When we were in the sickroom undressing two four-year-old twins who had just come in, Mme Loewe asked me: “Well, then, how are things going for you?” I answered: “Not good.” So she tried to boost my morale and said: “Come on, now, don’t let it get you down. They’ll pick us up at the same time and we’ll make the journey together. Nous serons de la même fournée.”
She thought I said what I said because I was frightened for myself. But she was wrong. It’s for everybody else, for the people who are being arrested day after day, for all those who have already been through it. It pains me to think of others in pain. If I were the only one, it would all be so easy. I’ve never thought about myself, and I’m not going to start now. The thing itself hurts me, the monstrosity of organized persecution, deportation in itself. How wrong she was!
7:15 p.m.
I’ve just seen a former prisoner from the camp where young Paul is, who had written to ask what I could do for him.
His eyes were hollow and he was as thin as only released prisoners can be. I was happy to see him because he is a man who has suffered, who has seen and understood. He didn’t know the Germans were attacking women and children. But he didn’t try to stop me getting him to accept that fact.
He told me that on a farm near Hamburg, he saw twenty or so Jewish women of all social classes, including the better kind, coming in from Vienna. I asked him how they had been treated. “With unimaginable brutality. Awakened at 5:00 a.m. with lashes of a whip, out in the field all day long, back at nightfall, sleeping in two tiny rooms, tiered bunks. The farmer beat them, but his wife had a little pity and fed them, more or less.”
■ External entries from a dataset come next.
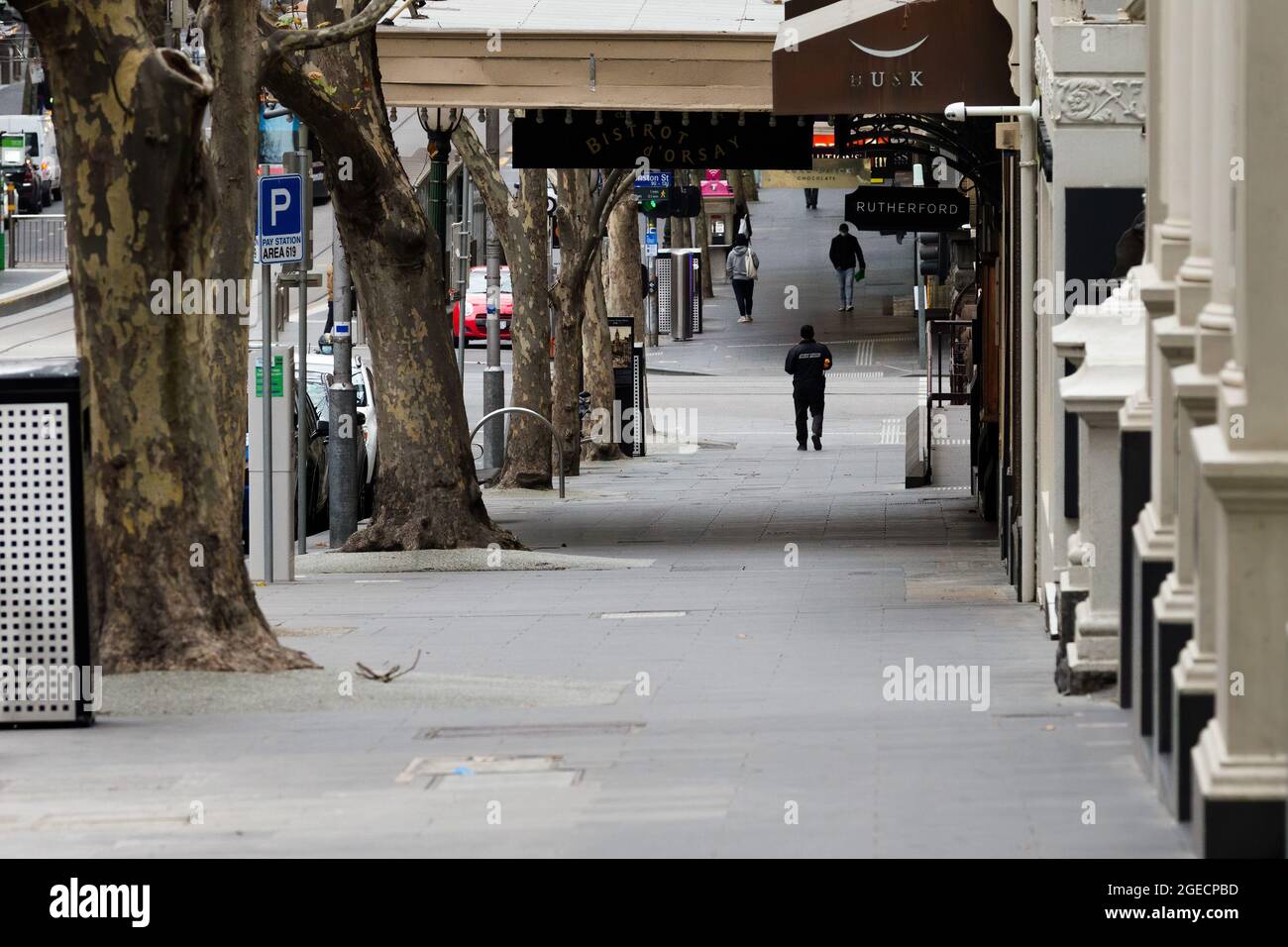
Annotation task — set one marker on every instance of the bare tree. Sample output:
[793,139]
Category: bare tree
[522,224]
[163,482]
[426,495]
[583,214]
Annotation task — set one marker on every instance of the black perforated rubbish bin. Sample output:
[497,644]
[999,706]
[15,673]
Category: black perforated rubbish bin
[47,668]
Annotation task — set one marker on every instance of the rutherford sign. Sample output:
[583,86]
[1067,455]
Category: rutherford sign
[926,209]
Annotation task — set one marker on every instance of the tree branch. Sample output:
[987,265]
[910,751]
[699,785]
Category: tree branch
[604,204]
[485,175]
[282,42]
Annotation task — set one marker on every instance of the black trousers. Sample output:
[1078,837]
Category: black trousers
[742,291]
[807,398]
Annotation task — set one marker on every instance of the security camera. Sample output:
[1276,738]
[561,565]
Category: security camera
[960,111]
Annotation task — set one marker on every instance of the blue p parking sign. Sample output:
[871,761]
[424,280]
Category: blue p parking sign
[279,223]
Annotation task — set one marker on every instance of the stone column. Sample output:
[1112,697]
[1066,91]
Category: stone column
[1096,393]
[1240,762]
[1172,236]
[1193,677]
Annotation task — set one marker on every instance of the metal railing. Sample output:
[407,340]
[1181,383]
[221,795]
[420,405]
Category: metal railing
[554,434]
[37,240]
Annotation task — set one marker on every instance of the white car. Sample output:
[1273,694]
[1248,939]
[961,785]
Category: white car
[43,151]
[318,372]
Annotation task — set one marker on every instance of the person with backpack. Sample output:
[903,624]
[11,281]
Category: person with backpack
[806,361]
[846,257]
[741,269]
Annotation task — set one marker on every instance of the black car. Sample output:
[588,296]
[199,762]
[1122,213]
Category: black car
[316,476]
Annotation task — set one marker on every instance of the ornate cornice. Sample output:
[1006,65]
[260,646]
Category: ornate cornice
[1070,99]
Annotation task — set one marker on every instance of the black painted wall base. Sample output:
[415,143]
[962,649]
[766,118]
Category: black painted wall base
[1133,475]
[1170,639]
[1240,828]
[1146,579]
[1190,714]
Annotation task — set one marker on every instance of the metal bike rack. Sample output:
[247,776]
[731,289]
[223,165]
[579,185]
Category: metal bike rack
[554,436]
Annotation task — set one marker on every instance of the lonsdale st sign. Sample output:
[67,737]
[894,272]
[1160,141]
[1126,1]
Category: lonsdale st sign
[892,56]
[606,140]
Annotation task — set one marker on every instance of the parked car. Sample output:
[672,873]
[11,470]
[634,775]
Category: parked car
[42,150]
[317,474]
[476,307]
[318,372]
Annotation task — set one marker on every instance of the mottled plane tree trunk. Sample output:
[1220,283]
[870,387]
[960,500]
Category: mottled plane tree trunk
[597,371]
[167,582]
[702,239]
[522,226]
[625,286]
[583,215]
[428,496]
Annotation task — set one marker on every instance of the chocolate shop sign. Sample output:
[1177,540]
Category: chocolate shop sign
[925,209]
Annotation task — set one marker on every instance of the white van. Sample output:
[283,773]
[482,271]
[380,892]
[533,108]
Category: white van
[43,151]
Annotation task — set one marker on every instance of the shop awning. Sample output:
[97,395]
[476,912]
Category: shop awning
[867,56]
[612,54]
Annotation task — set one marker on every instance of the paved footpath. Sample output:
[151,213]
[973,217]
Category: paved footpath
[726,696]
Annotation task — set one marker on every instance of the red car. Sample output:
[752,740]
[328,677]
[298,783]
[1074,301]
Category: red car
[476,307]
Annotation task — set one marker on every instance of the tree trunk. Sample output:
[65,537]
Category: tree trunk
[625,289]
[428,496]
[527,451]
[167,582]
[520,226]
[702,239]
[597,367]
[567,379]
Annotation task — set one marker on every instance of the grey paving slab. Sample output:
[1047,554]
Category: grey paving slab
[804,578]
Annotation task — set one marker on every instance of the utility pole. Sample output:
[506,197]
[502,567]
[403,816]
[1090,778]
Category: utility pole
[493,376]
[343,441]
[266,392]
[301,162]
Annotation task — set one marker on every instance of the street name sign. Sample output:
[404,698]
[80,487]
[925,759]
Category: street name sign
[279,222]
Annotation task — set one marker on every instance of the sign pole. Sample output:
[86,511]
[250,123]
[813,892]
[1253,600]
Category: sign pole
[304,167]
[266,393]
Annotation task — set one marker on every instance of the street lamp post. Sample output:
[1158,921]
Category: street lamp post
[438,124]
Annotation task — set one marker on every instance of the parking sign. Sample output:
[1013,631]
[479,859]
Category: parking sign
[279,222]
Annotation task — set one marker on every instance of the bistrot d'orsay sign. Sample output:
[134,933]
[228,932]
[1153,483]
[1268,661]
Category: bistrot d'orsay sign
[902,56]
[922,209]
[670,142]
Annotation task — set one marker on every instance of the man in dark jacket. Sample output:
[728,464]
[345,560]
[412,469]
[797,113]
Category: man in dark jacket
[846,256]
[806,364]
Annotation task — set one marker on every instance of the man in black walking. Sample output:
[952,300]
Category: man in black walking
[848,262]
[806,364]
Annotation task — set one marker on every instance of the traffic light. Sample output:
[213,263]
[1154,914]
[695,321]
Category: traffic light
[690,201]
[657,202]
[931,253]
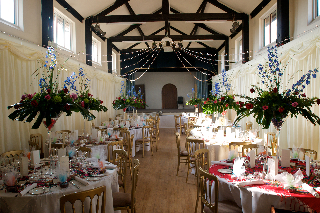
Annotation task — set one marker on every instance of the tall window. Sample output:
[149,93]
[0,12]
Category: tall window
[96,51]
[270,28]
[62,30]
[8,10]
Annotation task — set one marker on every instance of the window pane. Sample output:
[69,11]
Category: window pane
[67,35]
[7,10]
[266,31]
[274,26]
[60,33]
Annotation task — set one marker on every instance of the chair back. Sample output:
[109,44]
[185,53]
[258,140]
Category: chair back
[36,142]
[135,174]
[246,149]
[72,198]
[193,145]
[120,159]
[112,146]
[206,180]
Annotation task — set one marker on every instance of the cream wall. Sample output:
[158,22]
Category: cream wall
[155,81]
Who gave that farmer the right to treat human beings like animals?—human beings whose spiritual value was surely superior to his?
He also told me, about the pits at Katyń, that he had witnessed identical scenes. In 1941, thousands of frightfully deprived and starving Russian prisoners came into his P.O.W. camp. Typhus took hold and hundreds dropped dead each day. Each morning the Germans went round with guns finishing off those who were no longer able to stand up. So the sick, trying to avoid this fate, used to get themselves propped up by their healthy comrades. The Germans used their rifle butts to smash the hands of the men holding their comrade upright. The sick fell to the ground, they piled them onto carts, stripped them of their boots and clothing, hauled them to a pit, unloaded them with pitchforks and threw them into the pit alongside the corpses. A sprinkling of quicklime, and that was that.
More or less the same story as what the young man at Enfants-Malades told me. Horror! Horror! Horror!